Elections Seen To Bring Investment Opportunities

Fiji’s economic growth has been a mixed bag.
Each of the four coups in Fiji has seen a drop in GDP of approximately five per cent in their immediate aftermath, according to Satish Chand, Finance Professor at the University of New South Wales.
But since 2010, the economy has been returning to growth, averaging three per cent per annum.
Tourism has rebounded, he says, mainly from Australia, but so has infrastructure spending, with government pouring 25 per cent of GDP into roads, transport, jetties, wharves, and sewerage plants.
And, according to Investment Fiji executive chairman, Bradley Truman, 152 foreign investment project proposals were received between January and July this year, valued at FJ$1.3 billion, employing potentially 4921.
Vibrant
Greg Pawson, President of the Australia-Fiji Business Council, said a lot of the investment is by locally-based businesses.
“A lot of the growth that has been occurring in Fiji more recently—and it’s actually quite vibrant and optimistic – is driven by domestic demand,” he said.
ANZ chief executive Fiji and Pacific, Vishnu Mohan, feels that post elections, Fiji will be a different story.
“I think there’ll be a lot of investment coming in. I know a lot of potential investors were waiting to see the elections happen and then to see a stable government coming in,” he said.
“Then, they will start building infrastructure and taking the country forward.”
BSP’s Robin Fleming agrees more investment is likely.
“I get over there quite regularly, and the general mood of business is positive,” he told Business Advantage PNG.
Stability
Mr Pawson said from a Business Council point of view, the feedback that they were getting is that businesses are looking for stability.
“Firstly, they want a democratic government, but also policies that will encourage foreign investors to go back in there, and also we’d like to see continuous consultation with business groups such as ourselves.”
Key sectors
The sectors likely to attract more foreign investment are tourism, resources, infrastructure and ICT.
Mr Pawson suggested: “Resorts – quite a broad spectrum and quite a number of the larger multinational operators were probably holding back to see what eventuates.

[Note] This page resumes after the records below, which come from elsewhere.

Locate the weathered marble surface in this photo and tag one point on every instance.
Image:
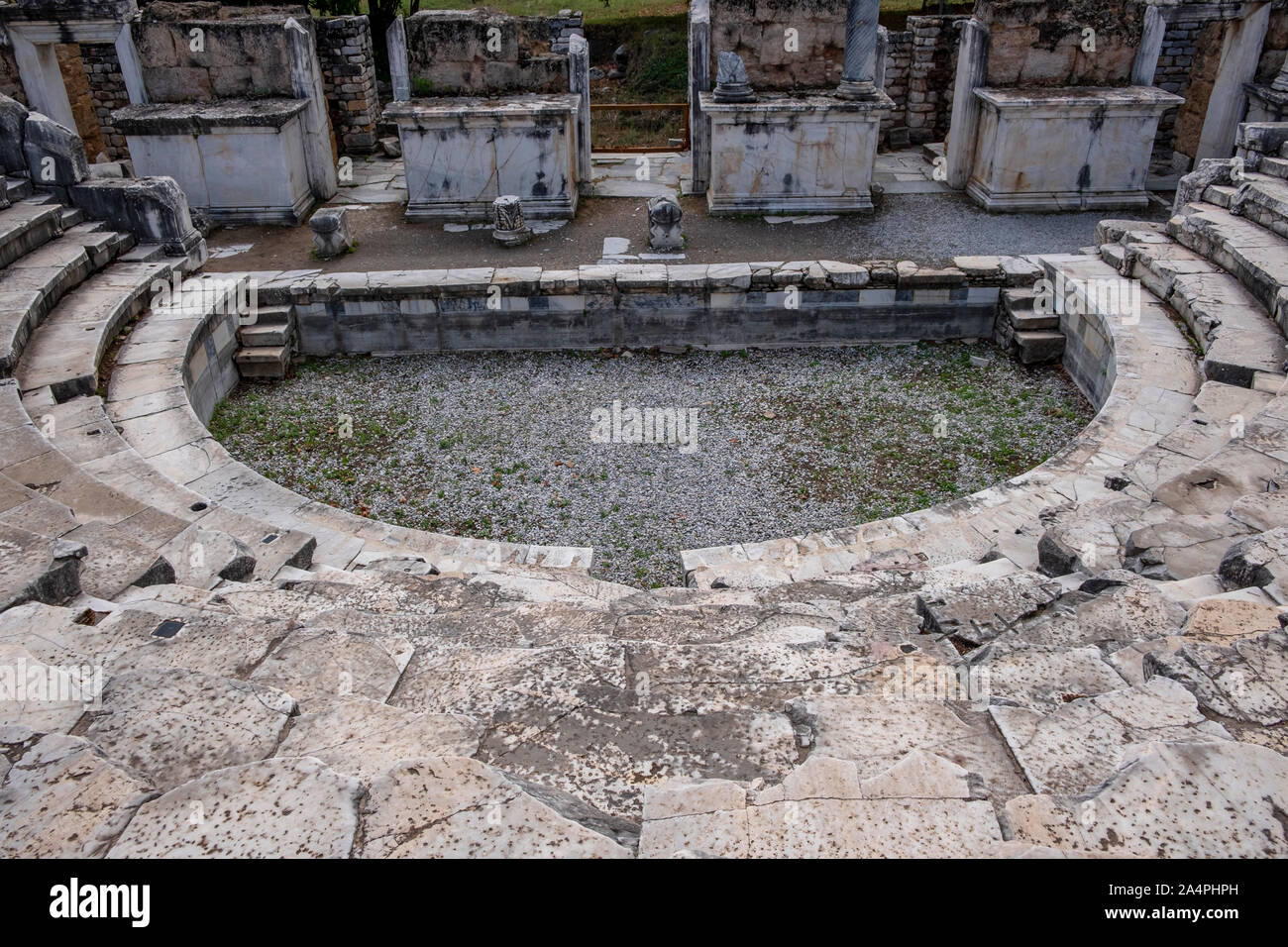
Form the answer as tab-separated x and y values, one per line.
209	149
463	154
793	154
1065	149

“And then you’ve got at the end of the scale is the smaller operators that are actually just sitting back to see what happened.”
A good example of that, he says, was the re-opening recently of the the Grand Pacific Hotel. The GPH is a partnership between the Fiji National Provident Fund which holds 25 per cent shares, 50 per cent is owned by Papua New Guinea National Superannuation Fund while Lamana Development Limited of PNG owns 25 per cent shares.

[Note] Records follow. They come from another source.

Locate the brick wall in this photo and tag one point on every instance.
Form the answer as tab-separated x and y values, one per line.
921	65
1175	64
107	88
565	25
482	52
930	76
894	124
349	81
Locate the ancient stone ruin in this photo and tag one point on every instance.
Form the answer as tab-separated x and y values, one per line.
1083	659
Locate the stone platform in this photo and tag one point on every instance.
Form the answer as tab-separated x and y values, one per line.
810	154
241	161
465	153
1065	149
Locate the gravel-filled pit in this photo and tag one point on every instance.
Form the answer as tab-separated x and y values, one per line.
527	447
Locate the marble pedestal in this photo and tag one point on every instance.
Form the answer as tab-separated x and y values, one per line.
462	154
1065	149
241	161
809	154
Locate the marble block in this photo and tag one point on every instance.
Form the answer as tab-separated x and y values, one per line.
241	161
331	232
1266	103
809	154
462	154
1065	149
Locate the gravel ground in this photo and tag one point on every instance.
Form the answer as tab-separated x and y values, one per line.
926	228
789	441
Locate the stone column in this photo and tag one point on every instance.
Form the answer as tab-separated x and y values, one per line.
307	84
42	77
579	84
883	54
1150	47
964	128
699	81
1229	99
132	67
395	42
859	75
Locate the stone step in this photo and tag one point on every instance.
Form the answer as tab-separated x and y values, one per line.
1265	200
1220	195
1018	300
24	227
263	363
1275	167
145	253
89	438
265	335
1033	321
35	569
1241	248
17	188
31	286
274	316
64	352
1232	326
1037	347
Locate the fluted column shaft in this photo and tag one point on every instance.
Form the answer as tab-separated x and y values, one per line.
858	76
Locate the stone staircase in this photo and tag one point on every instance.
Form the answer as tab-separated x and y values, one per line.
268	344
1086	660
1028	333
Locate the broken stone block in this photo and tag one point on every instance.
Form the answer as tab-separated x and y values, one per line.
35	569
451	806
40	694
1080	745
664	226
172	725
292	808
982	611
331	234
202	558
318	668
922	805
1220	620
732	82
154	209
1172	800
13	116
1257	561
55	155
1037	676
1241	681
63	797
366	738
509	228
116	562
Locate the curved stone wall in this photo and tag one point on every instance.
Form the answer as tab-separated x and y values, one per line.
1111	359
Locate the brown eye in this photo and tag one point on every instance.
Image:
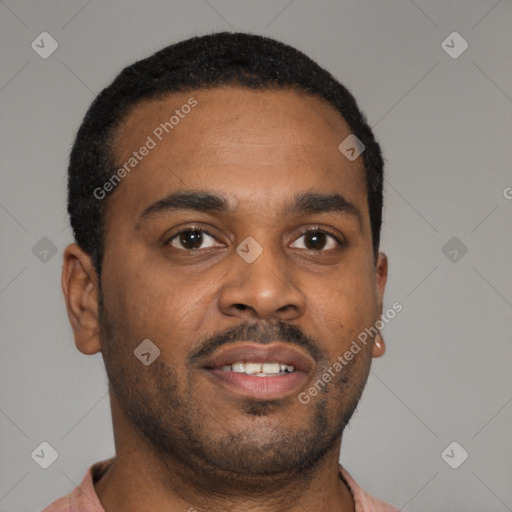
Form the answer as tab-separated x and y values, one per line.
190	239
317	240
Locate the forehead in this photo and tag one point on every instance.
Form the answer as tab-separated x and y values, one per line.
247	143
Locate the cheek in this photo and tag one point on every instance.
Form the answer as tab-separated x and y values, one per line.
342	308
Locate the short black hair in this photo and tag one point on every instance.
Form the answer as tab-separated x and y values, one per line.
244	60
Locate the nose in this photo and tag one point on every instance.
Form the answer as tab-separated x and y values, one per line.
265	289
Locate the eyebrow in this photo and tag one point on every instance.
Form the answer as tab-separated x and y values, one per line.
204	201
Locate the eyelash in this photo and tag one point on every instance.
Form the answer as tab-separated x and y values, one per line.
304	232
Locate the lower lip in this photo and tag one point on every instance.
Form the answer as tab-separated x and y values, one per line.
260	388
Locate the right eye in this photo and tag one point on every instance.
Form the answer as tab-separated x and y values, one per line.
190	239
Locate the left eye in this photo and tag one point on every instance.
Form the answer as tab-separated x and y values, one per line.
314	238
190	239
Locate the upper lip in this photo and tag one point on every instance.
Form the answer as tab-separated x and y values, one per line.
257	353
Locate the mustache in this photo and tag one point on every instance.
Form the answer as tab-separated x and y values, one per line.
263	333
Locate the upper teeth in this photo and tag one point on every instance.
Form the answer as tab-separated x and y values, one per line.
259	368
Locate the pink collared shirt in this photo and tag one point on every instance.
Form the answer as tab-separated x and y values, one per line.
85	499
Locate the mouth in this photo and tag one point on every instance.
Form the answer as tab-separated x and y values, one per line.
260	372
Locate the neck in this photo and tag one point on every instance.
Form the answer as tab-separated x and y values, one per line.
141	475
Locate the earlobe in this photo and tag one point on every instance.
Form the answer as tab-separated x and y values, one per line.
379	347
80	287
382	277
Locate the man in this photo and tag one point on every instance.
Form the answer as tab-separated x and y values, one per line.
226	198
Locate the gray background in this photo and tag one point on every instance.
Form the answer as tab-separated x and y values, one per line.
444	125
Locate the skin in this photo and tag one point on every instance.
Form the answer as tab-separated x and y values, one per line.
181	440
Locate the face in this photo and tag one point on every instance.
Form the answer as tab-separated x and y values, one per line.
241	238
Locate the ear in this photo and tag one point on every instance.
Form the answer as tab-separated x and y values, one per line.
80	287
379	347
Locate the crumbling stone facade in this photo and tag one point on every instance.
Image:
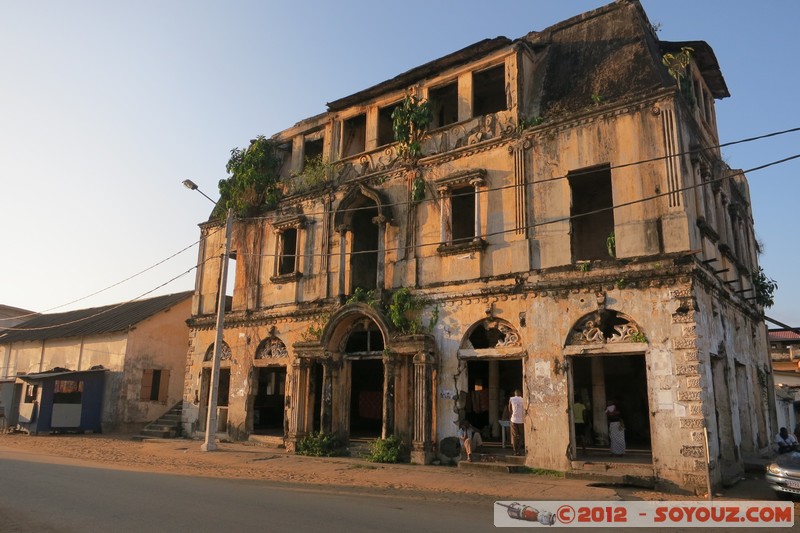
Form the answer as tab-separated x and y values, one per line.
569	229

Mr Chand said China is likely to increase its mining activities, particularly in bauxite on Vanua Levu, and says at least two more water bottling plants are in the pipeline.
Infrastructure
Both Mr Chand and Mr Pawson pointed out recent infrastructure investment, which will assist business development, includes the resealing of roads in and around Suva’s CBD, the building of a 4-lane road from Nadi Airport to the town, and the sealing of the ring road around Viti Levu.
“They’ve outsourced the running of the port and, from all accounts, the running of the port has improved quite significantly,” Mr Pawson said.
“And then, of course, the proposed refurbishment of Nadi International Airport. I think Nausori will be a beneficiary of that now there are direct flights to Auckland and Sydney out of Suva.”
Funds to drive investment
Mr Pawson believes much of the potential investment in Fiji is likely to come from regional superannuation funds.
“In Fiji, and some of the smaller jurisdictions, like Solomon Islands and Vanuatu, there comes a stage when they are strapped to find good local opportunities,” he said.
“This, therefore, forces them to look beyond their jurisdiction and other parts of the region and I think that’s a positive thing.”